Unit 4 Conditional Expectation and The BLP

mt. tamalpais

One of our most fundamental goals as data scientists is to produce predictions that are good. In this week’s async, we make a statement of performance that we can use to evaluate how good a job a predictor is doing, choosing Mean Squared Error.

With the goal of minimizing \(MSE\), then we then present, justify, and prove that the conditional expectation function (the CEF) is the globally best possible predictor. This is an incredibly powerful result, and one that serves as the backstop for every other predictor that you will ever fit, whether that predictor is a “simple” regression, or that predictor is a machine learning algorithms (e.g. a random forest) or a deep learning algorithm. Read that again:

Even the most technologically advanced machine learning algorithms cannot possibly perform better than the conditional expectation function at making a prediction.

Why does the CEF do so well? Because it can contain a vast amount of complex information and relationships; in fact, the complexity of the CEF is a product of the complexity of the underlying probability space. If that is the case, then why don’t we just use the CEF as our predictor every time?

Well, this is one of the core problems of applied data science work: we are never given the function that describes the behavior of the random variable.
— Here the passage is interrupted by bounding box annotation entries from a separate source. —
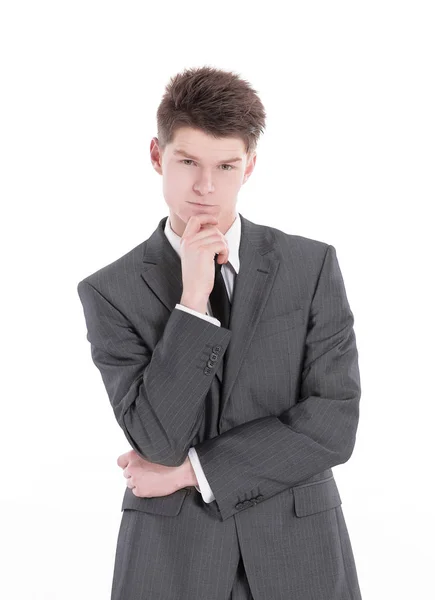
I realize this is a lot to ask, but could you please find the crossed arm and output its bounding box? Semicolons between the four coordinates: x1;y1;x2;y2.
78;246;361;519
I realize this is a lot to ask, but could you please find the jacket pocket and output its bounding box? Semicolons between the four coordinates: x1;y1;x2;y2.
121;488;191;517
292;475;341;517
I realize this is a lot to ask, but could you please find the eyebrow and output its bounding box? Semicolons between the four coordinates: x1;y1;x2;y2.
174;149;242;164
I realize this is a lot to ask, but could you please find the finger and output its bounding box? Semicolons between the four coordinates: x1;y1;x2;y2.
181;213;218;241
116;452;130;469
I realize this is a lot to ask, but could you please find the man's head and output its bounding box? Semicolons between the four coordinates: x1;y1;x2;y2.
150;67;266;236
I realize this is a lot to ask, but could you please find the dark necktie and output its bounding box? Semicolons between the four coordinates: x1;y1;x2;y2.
210;254;231;329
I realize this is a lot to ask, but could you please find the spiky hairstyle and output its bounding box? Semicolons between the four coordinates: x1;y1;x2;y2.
157;66;266;155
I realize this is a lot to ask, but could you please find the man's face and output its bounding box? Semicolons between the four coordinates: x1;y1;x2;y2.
150;127;256;236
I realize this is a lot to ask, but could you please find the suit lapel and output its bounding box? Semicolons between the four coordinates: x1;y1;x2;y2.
141;213;279;396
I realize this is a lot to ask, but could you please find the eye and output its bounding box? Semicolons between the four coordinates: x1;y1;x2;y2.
181;158;234;171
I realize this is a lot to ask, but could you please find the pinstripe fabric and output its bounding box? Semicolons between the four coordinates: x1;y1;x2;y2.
78;215;361;600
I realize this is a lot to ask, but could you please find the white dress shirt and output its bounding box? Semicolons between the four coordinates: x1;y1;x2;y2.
165;213;241;503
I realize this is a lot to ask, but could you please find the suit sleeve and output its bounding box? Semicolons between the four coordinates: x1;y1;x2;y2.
195;246;361;520
77;280;231;466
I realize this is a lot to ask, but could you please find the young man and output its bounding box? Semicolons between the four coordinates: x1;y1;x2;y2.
78;67;361;600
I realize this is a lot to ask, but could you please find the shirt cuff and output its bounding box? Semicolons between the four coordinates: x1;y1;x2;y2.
175;304;221;327
188;447;215;504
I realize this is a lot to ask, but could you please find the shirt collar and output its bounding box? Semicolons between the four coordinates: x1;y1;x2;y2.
165;213;241;273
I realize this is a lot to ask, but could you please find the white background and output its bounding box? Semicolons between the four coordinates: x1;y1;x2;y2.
0;0;435;600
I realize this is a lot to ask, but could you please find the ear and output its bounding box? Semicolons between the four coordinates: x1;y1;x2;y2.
150;137;163;175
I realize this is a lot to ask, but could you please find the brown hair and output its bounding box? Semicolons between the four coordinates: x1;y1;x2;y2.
157;66;266;154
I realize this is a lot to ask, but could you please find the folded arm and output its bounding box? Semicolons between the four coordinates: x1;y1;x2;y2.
77;280;231;467
194;246;361;519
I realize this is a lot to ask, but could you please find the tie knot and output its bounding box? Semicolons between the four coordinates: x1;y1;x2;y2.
214;254;222;271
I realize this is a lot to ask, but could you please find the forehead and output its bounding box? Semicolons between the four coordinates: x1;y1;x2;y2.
170;127;246;159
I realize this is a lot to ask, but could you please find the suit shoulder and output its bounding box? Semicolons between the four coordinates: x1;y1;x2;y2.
77;240;147;291
269;227;330;260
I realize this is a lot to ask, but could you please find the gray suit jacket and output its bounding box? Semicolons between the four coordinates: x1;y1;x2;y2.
78;213;361;600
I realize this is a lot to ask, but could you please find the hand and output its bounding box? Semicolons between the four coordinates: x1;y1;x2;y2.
180;213;229;312
117;450;184;498
117;450;198;498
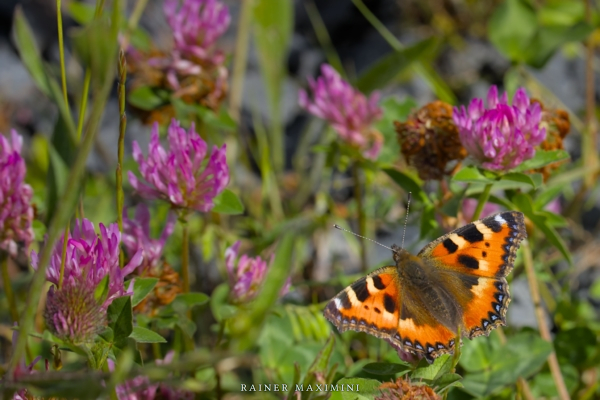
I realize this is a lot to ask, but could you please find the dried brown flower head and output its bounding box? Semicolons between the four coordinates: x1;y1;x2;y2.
394;100;467;180
375;377;442;400
134;263;182;317
531;99;571;182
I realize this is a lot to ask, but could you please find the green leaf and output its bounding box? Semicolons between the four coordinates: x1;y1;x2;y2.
129;326;167;343
513;149;571;172
501;172;544;189
452;166;495;184
363;362;411;376
127;86;166;111
212;189;244;215
512;193;573;265
488;0;537;61
67;1;96;25
460;332;552;398
94;274;110;303
131;278;158;307
107;296;133;345
328;378;381;400
171;293;210;313
355;37;437;93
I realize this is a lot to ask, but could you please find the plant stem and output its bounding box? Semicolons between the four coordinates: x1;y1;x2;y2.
116;49;127;268
9;0;121;373
58;221;71;290
471;183;494;221
581;0;599;190
352;162;368;273
523;241;570;400
56;0;69;109
179;217;190;293
229;0;253;123
0;255;19;323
And so, we’re left in a world where we are forced to produce predictions from simplifications of the CEF. A very strong simplification, but one that is useful for our puny human brains, is to restrict ourselves to predictors that make predictions from a linear combination of input variables.

Why should we make such a strong restriction? After all, the conditional expectation function might be a fantastically complex combination of input features, why should we entertain functions that are only linear combinations? Essentially, this is because we’re limited in our ability to reason about anything more complex than a linear combination.